Even though the influence-peddling revealed in the documents dates back nearly 50 years, more recent reports show that the food industry has continued to influence nutrition science.

In other words, for a half-century industry has used science as its mouthpiece. If they can do it, government can too, or even a group within government like the Left. This means that we have zero expectation that our existing science is any good, which shows us an old human pattern where public opinion forces science to obey, such as when there was a debate over the round world or a flat world (the first time; the current debate of this nature seems to be elaborate and expensive comedy).

That leads us back to the classic research paper on this topic, “Why Most Published Research Findings Are False,” which made a career for its writer:

In this framework, a research finding is less likely to be true when the studies conducted in a field are smaller; when effect sizes are smaller; when there is a greater number and lesser preselection of tested relationships; where there is greater flexibility in designs, definitions, outcomes, and analytical modes; when there is greater financial and other interest and prejudice; and when more teams are involved in a scientific field in chase of statistical significance. Simulations show that for most study designs and settings, it is more likely for a research claim to be false than true. Moreover, for many current scientific fields, claimed research findings may often be simply accurate measures of the prevailing bias.

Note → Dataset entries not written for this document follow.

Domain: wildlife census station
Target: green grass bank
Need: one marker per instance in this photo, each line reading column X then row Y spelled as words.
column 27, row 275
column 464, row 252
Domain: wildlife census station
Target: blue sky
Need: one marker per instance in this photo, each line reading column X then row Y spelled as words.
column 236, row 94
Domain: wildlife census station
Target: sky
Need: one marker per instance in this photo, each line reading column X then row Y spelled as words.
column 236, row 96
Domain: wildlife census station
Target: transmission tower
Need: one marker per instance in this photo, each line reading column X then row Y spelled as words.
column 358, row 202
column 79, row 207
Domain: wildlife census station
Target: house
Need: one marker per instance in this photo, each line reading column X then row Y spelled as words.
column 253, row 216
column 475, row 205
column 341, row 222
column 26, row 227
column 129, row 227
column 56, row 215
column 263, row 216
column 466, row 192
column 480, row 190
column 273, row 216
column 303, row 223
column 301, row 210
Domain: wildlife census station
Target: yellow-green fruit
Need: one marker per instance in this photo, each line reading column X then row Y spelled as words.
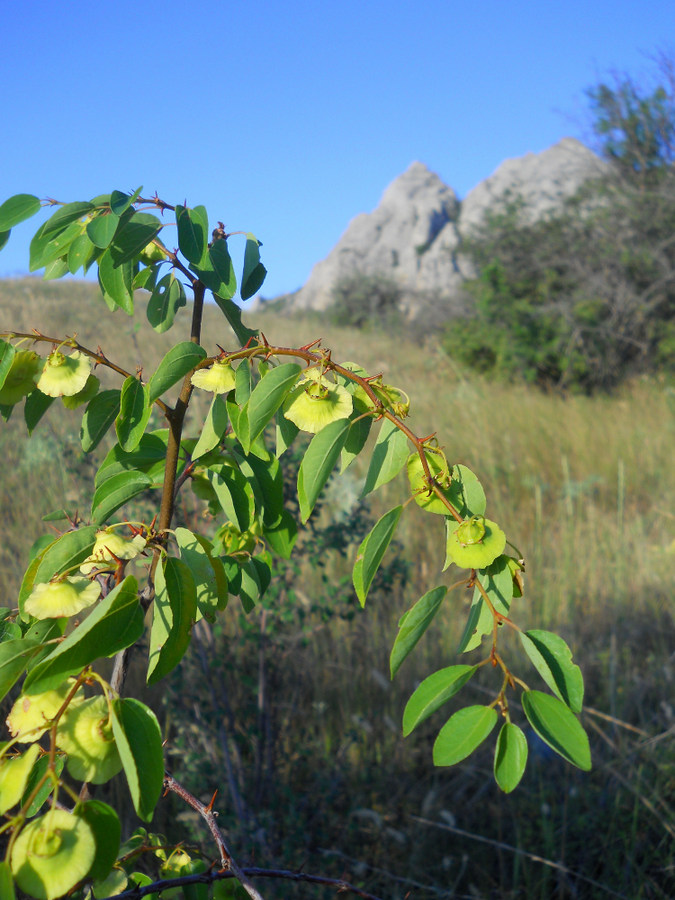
column 152, row 253
column 439, row 471
column 30, row 716
column 14, row 772
column 64, row 376
column 85, row 734
column 52, row 853
column 475, row 543
column 21, row 377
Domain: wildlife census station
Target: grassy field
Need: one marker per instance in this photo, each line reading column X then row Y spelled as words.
column 298, row 717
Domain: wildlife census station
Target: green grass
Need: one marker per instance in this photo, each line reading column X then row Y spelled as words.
column 584, row 487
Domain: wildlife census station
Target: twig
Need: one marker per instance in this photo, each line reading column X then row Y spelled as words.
column 207, row 813
column 209, row 877
column 502, row 846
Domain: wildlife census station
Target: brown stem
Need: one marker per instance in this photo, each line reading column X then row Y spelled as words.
column 342, row 887
column 207, row 813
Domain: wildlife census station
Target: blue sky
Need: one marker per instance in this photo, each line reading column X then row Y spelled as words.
column 289, row 118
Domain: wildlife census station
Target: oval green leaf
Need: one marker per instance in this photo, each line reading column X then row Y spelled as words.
column 139, row 742
column 558, row 727
column 180, row 360
column 372, row 549
column 462, row 733
column 318, row 464
column 114, row 624
column 99, row 415
column 510, row 757
column 552, row 658
column 134, row 413
column 389, row 456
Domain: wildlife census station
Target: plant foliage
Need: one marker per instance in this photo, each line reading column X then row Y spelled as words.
column 79, row 603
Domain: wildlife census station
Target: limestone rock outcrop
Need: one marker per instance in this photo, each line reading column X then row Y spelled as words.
column 413, row 236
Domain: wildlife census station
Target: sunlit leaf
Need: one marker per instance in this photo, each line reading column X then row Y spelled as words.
column 463, row 733
column 174, row 613
column 101, row 412
column 180, row 360
column 114, row 623
column 510, row 757
column 318, row 464
column 432, row 693
column 552, row 658
column 372, row 550
column 139, row 741
column 414, row 624
column 134, row 413
column 388, row 458
column 558, row 727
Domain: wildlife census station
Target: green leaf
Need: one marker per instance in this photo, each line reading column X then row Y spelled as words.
column 510, row 757
column 6, row 882
column 462, row 733
column 37, row 772
column 558, row 727
column 283, row 535
column 116, row 491
column 318, row 463
column 68, row 214
column 105, row 824
column 134, row 413
column 222, row 266
column 133, row 235
column 213, row 428
column 552, row 658
column 234, row 494
column 7, row 353
column 120, row 202
column 266, row 398
column 101, row 412
column 14, row 657
column 174, row 613
column 66, row 553
column 180, row 360
column 432, row 693
column 193, row 232
column 414, row 624
column 254, row 271
column 389, row 456
column 116, row 282
column 232, row 313
column 167, row 298
column 372, row 549
column 101, row 229
column 356, row 438
column 139, row 741
column 114, row 623
column 81, row 254
column 207, row 572
column 17, row 209
column 35, row 407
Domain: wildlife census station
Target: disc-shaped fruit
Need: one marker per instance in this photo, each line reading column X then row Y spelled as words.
column 85, row 734
column 475, row 543
column 53, row 853
column 63, row 376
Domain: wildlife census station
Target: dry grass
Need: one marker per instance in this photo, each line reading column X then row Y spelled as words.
column 585, row 488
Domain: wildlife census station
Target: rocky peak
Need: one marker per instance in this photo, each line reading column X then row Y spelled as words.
column 413, row 235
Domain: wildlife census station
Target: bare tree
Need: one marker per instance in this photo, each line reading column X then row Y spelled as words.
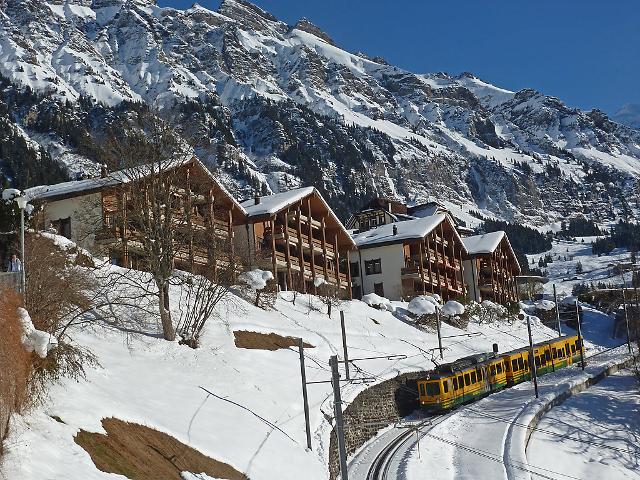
column 149, row 203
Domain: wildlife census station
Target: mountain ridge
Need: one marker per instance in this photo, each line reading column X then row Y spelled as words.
column 281, row 106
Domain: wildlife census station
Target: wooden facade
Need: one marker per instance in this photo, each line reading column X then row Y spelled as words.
column 433, row 264
column 202, row 212
column 298, row 237
column 492, row 271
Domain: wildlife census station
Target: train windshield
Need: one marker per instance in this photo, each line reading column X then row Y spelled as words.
column 433, row 388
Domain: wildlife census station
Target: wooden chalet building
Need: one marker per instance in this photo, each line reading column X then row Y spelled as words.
column 414, row 257
column 379, row 211
column 491, row 268
column 297, row 236
column 101, row 214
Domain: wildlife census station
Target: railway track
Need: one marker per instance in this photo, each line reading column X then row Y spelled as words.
column 380, row 466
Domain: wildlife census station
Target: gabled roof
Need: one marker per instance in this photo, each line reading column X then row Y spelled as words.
column 483, row 244
column 87, row 186
column 271, row 204
column 487, row 243
column 408, row 230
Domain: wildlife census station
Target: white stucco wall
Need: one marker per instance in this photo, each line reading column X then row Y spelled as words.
column 85, row 213
column 392, row 261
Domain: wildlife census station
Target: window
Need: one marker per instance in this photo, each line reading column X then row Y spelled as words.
column 355, row 269
column 433, row 388
column 372, row 267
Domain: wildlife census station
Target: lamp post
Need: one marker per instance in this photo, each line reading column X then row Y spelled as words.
column 22, row 204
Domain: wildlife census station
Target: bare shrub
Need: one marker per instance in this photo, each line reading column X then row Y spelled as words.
column 15, row 362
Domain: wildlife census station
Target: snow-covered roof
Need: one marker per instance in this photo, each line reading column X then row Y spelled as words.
column 271, row 204
column 89, row 185
column 482, row 244
column 407, row 230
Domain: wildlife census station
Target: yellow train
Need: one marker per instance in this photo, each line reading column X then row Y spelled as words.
column 476, row 376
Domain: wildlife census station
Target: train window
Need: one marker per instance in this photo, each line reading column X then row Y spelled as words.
column 433, row 388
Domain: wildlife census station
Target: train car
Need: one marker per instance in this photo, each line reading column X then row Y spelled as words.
column 473, row 377
column 462, row 381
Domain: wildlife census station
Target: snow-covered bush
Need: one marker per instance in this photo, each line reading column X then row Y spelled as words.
column 35, row 340
column 376, row 301
column 257, row 280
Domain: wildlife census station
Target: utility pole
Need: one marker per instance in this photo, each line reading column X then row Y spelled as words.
column 439, row 335
column 337, row 406
column 532, row 360
column 555, row 299
column 626, row 318
column 344, row 345
column 305, row 398
column 580, row 341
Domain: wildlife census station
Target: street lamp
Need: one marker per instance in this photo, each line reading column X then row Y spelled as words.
column 22, row 205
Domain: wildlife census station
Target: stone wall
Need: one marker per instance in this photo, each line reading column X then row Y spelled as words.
column 372, row 410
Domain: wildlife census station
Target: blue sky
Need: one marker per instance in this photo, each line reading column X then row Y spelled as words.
column 585, row 52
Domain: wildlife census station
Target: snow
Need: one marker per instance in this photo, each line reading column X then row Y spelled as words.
column 35, row 340
column 407, row 230
column 374, row 300
column 483, row 244
column 256, row 279
column 423, row 305
column 594, row 434
column 271, row 204
column 452, row 308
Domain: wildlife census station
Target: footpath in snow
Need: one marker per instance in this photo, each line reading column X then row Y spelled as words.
column 146, row 380
column 594, row 434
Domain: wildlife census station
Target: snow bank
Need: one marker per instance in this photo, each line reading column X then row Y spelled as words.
column 423, row 305
column 374, row 300
column 452, row 308
column 35, row 340
column 256, row 279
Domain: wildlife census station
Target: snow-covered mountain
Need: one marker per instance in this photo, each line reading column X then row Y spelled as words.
column 275, row 106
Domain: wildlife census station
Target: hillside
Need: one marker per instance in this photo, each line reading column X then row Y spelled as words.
column 146, row 380
column 271, row 106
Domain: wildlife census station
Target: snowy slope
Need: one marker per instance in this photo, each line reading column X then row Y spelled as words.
column 304, row 111
column 154, row 382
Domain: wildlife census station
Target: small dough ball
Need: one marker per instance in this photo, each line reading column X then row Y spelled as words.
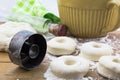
column 109, row 66
column 94, row 50
column 69, row 67
column 61, row 46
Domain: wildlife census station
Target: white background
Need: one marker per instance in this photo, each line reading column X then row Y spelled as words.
column 6, row 5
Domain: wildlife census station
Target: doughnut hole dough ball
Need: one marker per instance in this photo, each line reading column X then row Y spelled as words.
column 94, row 50
column 109, row 66
column 61, row 46
column 69, row 67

The bit about “when there is a greater number and lesser preselection of tested relationships” refers to cherry-picking, which tends to use narrow groups (n is low) and then filter out “non-conforming” data because it would interrupt the conclusion; the mention of “when there is greater financial and other interest and prejudice” refers to funding of the scientific industry, whether by government or private actors.

As a wise man once said, “There are no truths, only interpretations.” I offer you one such interpretation here: climate change is a false target designed to distract from the problems of land overuse and overpopulation, which mathematics shows us will cause ecocide and planetary ecosystem collapse, unlike climate change which is really just an “accurate measure of the prevailing bias.”